2) Trials for Isolation of suspected FMDV from epithelial tissue and OPF collected from infected cattle and buffaloes at different localities in Mounofya, Gharbia and Kalubia governorates by three blind serial passages on BHK21 cell culture revealed that out of 32, 53 suspected samples during 2011, 2012 respectively 10, 25 samples were positive respectively.
3) By using Indirect sandwich Enzyme Linked Immunosorbent Assay (ELISA) for Identification and serotyping of field isolates of suspected FMDV showed that type A, O and SAT2 were detected in the examined samples by number of 6, 4 and 0 respectively during 2011, while during 2012 the result was 5, 6 and 14 respectively.
4) Polymerase chain reaction (both real time and conventional ) was used for identification and serotyping of field isolates of suspected FMDV showed that type A and O were detected in the examined samples of 2011while during 2012 type A, O and SAT2 were detected in the examined samples .
5) The FMDV serotypes A and O not agglutinate RBCs from sheep, goat, cattle, guinea pig, pigeon and goose while serotype SAT2 not agglutinate RBCs from these species except guinea pig.

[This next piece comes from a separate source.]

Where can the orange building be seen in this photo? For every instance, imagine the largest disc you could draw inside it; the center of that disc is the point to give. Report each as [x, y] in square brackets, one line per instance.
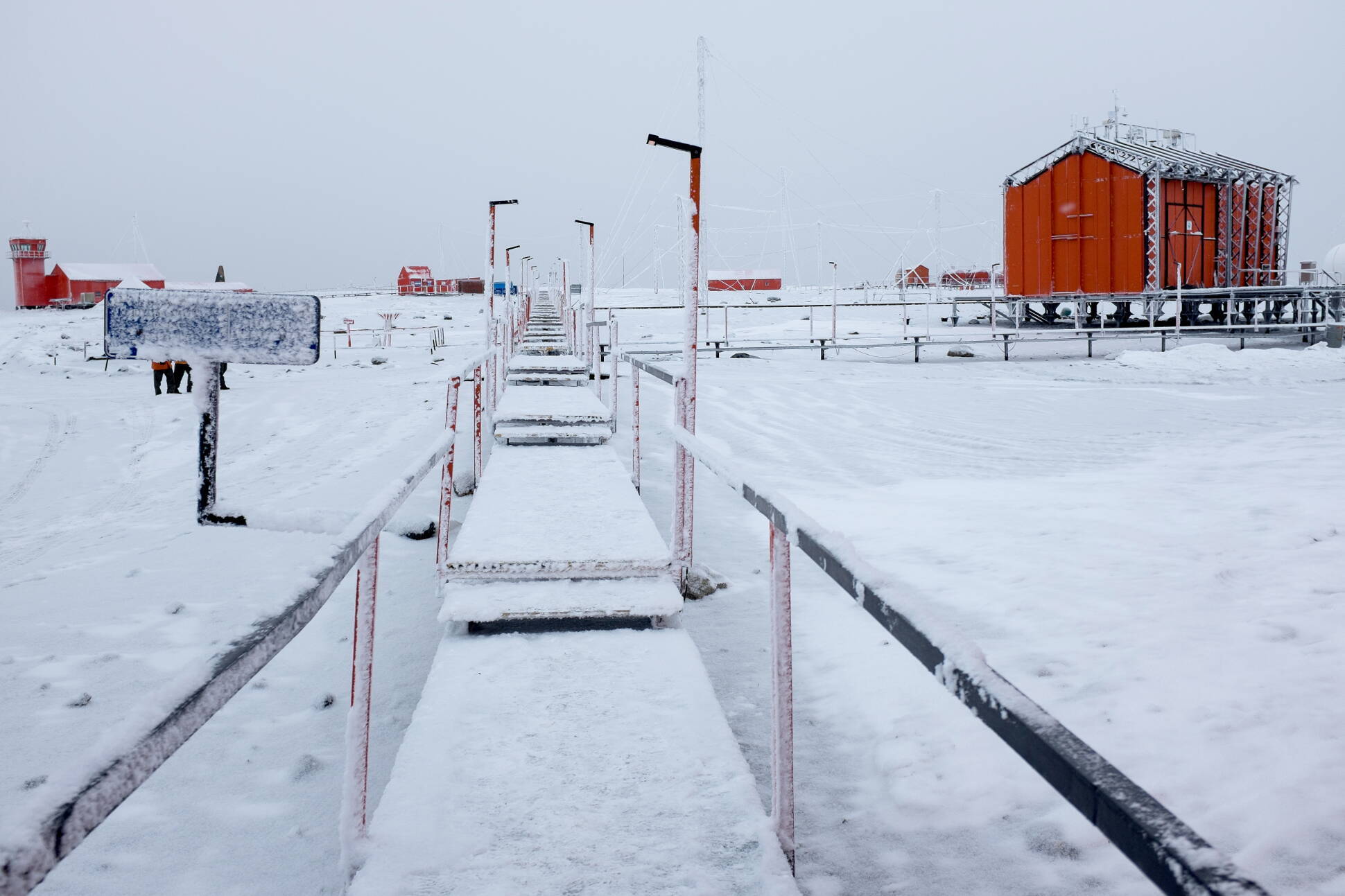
[1123, 209]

6) Trials to detect effect of some physical factors on the isolated FMDV revealed that:-
• FMDV serotype A, O and SAT2 was inactivated by temperature ≥ 55 ºc even the exposure of the virus to this degree up to 15 minutes , while temperature ≤ 37ºc not affect the virus even the virus was exposed to this degree up to 45 minutes.
• FMDV serotype A, O and SAT2 was inactivated by PH of PH ≥ 9 and ≤5 but PH of 6.5-7.5 cause not affect on the virus.
• FMDV serotype A, O and SAT2 was inactivated by exposure to UV light of a wavelength of 256 nm even to 15 minutes.